Roots and I are always joking that we are like Waldorf and Stadler. Get the two of us going on some Aboriginal politician or wayward radical Indian and hold on...yeah, we can get pretty merciless from our cozy balcony seats, but at least we can also be appropriately self-deprecating enough to compare ourselves to a couple of old (but funny) Muppets.
Speaking of Roots, she is due in exactly 8 days! I can hardly wait, and I bet neither can Roots, or her family. I know it may sound like a cliche to place hope in the generations, but what the heck, we're indigenous. I think of Risky, Kitten, Old Man Rivers (who's only 17!), Single Joe, Roots' daughter, my own nephew, and all the children of my so-called radical friends. How can I not feel a sense of hope and inter-generational persistence in our fight for a more just, fulfilling, indigenous way of life. Power to the lil peeps!
I know I have not posted on here much recently, and most of that I blame on school, which is still going well by the way. Despite my academic adventures, fear not dear family, friends, allies and enemies, I have not ceased my relentless pursuit of truth. I still think and theorize like there's no tomorrow, write in my journal and discuss and debate these issues with my companeros y companeras. I think it is fair that I be criticized for being somewhat of an essentialist. Most of the time, I do believe things are black and white. Life of course and a friend from time to time, reminds me that sometimes the world is gray. And while I cannot ignore this, I still believe that it is my place to strive for something as free of contradiction as possible.
I know that purity is an impossibility and perhaps, even undesirable, and that there is beauty in complexity. Alas, how can I resist and not fight for what I think is right? As I often do, I must also acknowledge my uncle Umeek, who taught me once that we all play a part. Everyone fulfills some role; an essential role significant to the whole. And maybe none of us are "right" but perhaps, even though we may disagree, we may be right together? Does that make any sense? Did I get it wrong?

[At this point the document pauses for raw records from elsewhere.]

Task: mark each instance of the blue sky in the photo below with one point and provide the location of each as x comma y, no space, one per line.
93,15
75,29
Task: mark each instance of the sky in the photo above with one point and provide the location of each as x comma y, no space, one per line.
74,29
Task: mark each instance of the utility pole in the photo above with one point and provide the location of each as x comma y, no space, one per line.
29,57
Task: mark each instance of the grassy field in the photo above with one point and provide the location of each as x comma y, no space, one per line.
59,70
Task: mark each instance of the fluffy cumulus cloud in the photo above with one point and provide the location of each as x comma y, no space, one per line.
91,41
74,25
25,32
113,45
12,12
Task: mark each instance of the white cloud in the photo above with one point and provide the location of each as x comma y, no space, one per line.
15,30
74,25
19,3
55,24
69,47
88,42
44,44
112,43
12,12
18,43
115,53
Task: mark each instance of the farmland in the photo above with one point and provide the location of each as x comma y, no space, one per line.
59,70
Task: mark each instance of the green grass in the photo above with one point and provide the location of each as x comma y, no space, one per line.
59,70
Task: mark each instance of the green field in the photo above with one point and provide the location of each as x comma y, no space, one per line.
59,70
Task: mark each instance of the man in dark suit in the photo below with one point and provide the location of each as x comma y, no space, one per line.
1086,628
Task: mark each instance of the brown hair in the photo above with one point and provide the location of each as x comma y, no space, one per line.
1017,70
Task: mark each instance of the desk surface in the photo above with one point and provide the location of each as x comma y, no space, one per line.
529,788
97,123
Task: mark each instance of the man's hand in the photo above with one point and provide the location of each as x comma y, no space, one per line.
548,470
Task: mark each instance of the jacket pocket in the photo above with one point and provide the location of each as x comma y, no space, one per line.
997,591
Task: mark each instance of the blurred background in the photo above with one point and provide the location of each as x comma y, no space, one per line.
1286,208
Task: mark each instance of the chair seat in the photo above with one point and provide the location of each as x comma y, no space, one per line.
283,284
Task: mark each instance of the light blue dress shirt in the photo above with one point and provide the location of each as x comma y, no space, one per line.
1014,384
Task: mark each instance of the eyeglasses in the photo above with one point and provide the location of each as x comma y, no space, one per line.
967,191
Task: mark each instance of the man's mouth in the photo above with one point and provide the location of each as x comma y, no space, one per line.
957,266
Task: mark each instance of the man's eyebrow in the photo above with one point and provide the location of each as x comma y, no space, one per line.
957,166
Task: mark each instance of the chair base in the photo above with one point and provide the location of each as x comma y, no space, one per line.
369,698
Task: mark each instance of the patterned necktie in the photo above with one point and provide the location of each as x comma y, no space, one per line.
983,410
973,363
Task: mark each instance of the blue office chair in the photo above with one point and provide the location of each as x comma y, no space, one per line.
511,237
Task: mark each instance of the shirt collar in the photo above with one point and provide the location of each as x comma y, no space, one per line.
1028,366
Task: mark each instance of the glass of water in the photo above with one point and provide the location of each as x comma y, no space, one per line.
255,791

This is how I recognize the timely nature of change, evolution and revolution, and my role in life. Recognition of the idea that true, substantial change may take generations is so counter-intuitive to the would-be revolutionary, and yet I still hold on to my revolutionary ideals and zeal, even though I may only be a rebel. All theories aside, I am humbled and honoured to have my parents, my sister, her husband, my nephew, all my father's family, and my mother's family. I'm grateful to my mentors and my padawans. I'm honoured to fight along side my brothers and sisters, and to build alliances with new brothers and sisters. The coalition of the unwilling seems to be growing, year by year, person by person, one warrior at a time. I am exactly where I want to be, right here, right now.